My idea was to take the wild conspiracy theories around Elvis’ life and death and tell a story as if they were real. I even imagined that I would play Elvis as a young man and John Travolta would play him in his older years.


I have far too many wrinkles and far too little hair to give Austin Butler and the other heartthrobs of Hollywood a run for their money playing young Elvis now, but that might be the key to the script ultimately being made into a film.

By eliminating the dream of me playing the role from the equation, I have been able to concentrate on making it the story people will be dying to see, rather than just a character I would want to play.

At one point in time, I was commissioned to write a screen adaptation of one of my novels.
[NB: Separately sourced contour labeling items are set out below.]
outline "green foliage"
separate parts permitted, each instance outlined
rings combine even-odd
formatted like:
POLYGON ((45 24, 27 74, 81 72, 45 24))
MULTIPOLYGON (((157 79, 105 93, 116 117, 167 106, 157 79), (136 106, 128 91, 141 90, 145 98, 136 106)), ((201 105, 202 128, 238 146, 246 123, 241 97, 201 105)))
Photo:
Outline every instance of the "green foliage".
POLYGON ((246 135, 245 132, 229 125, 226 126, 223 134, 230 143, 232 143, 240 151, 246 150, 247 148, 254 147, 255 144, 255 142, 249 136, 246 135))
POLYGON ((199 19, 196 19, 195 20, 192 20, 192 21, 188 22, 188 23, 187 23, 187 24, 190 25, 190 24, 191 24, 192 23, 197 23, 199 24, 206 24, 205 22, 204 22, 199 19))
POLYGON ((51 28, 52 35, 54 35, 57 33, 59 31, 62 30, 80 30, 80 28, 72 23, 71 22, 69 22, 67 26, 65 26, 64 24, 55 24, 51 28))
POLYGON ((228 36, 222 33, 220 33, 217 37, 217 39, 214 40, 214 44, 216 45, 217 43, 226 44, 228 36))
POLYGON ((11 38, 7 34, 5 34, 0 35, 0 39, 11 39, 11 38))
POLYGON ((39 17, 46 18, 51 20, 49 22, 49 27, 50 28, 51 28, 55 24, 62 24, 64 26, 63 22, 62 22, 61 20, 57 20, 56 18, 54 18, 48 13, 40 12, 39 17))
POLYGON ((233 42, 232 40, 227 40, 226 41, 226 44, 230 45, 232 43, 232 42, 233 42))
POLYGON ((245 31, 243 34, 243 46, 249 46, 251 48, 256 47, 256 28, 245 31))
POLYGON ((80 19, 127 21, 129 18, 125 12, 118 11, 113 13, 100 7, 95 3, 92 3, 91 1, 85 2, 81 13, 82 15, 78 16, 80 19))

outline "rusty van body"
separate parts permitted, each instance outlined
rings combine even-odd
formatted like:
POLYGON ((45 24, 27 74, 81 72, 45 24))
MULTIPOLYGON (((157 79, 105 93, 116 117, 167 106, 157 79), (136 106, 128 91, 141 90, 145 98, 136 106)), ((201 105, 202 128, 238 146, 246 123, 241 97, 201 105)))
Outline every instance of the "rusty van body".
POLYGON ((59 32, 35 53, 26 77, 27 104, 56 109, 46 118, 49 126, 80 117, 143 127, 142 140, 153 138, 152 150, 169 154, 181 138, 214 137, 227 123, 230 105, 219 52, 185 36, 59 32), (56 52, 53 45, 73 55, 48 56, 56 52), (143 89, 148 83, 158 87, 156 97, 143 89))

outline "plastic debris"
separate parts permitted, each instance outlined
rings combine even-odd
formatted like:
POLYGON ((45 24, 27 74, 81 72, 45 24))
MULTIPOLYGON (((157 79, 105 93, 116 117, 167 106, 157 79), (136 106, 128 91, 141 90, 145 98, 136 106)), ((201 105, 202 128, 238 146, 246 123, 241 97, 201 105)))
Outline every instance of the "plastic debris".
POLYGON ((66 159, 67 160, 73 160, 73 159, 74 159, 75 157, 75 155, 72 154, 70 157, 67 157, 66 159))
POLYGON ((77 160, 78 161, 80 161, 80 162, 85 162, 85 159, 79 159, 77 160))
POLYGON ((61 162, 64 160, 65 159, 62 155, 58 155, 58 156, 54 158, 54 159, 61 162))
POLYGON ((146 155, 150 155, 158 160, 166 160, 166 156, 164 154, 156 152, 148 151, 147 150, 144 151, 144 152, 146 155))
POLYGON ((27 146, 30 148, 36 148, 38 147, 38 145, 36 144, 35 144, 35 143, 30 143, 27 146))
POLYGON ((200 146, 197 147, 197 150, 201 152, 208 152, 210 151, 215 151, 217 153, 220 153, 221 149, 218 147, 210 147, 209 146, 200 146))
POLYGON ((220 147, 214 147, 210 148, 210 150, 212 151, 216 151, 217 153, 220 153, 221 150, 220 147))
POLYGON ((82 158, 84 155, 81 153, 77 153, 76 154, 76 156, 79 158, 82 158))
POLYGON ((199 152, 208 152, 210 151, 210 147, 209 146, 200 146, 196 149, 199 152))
Part of the package for me to agree to write it was that I would be attached to play a specific part.

The script turned out fairly decent, and an A-list actor wanted to make the film. But the deal would involve him playing my role. I remembered how Stallone had stuck to his guns when the studio wanted to buy his script for Rocky to have Burt Reynolds star. I thought I could have the same luck.

The guy who wanted to play my role: Heath Ledger. He went on to win an Oscar. My movie never got made. It was one of the biggest mistake of my life.

Now that I am older and wiser and focused on a script that I am not campaigning for a role in, I would love to have an A-list actor want to do this film. And perhaps there’s a good reason they should.


I’m told that one of the reasons The Elvis Conspiracy keeps winning awards is that it has award-worthy characters.

The lead character is actually Col. Parker – Elvis’ manager. I had always envisioned Tom Hanks as Col. Parker, so I knew I had to write a character an actor of his magnitude would be drawn to and couldn’t say no to.

That’s what M. Night Shyamalan has set out to do with The Sixth Sense – write a role that Bruce Willis couldn’t say no to. He wrote a script that good, and so Willis agreed to do the film for the unknown writer-director. The rest is history.

Since the time I started writing my script and the time it has started to gain some notoriety, Hanks has already played the role of Col. Parker for director Baz Luhrmann. So, chances are that he won’t be wanting to do my film. But that just opens up the playing field. It’s a meaty role that a quality actor could easily surf to a prosperous award season. What actor doesn’t crave winning awards? Whether we admit it or not, it is an entirely ego driven profession.

Elvis in my film script is tailor made for best supporting actor honors. It requires the actor playing the role to convincingly portray multiple people. You see, sometimes people talk about Elvis as if he was entirely different people: Young Elvis, Army Elvis, Hollywood Elvis, Las Vegas Elvis, etc. In my script we imagine that thanks to such things as plastic surgery, forged documents, and lip syncing it really is multiple people that are used to create the appearance of Elvis over the decades of his career.

You never know what will happen. We have a pitch deck available for producers and literary agents to look at. It’s circulating to some studios, but I’d be happy to put it in the hands of anyone in the industry who might have an interest in seeing it made. So please reach out if your cousin Larry is best friends with the dog walker of someone who might be interested in The Elvis Conspiracy.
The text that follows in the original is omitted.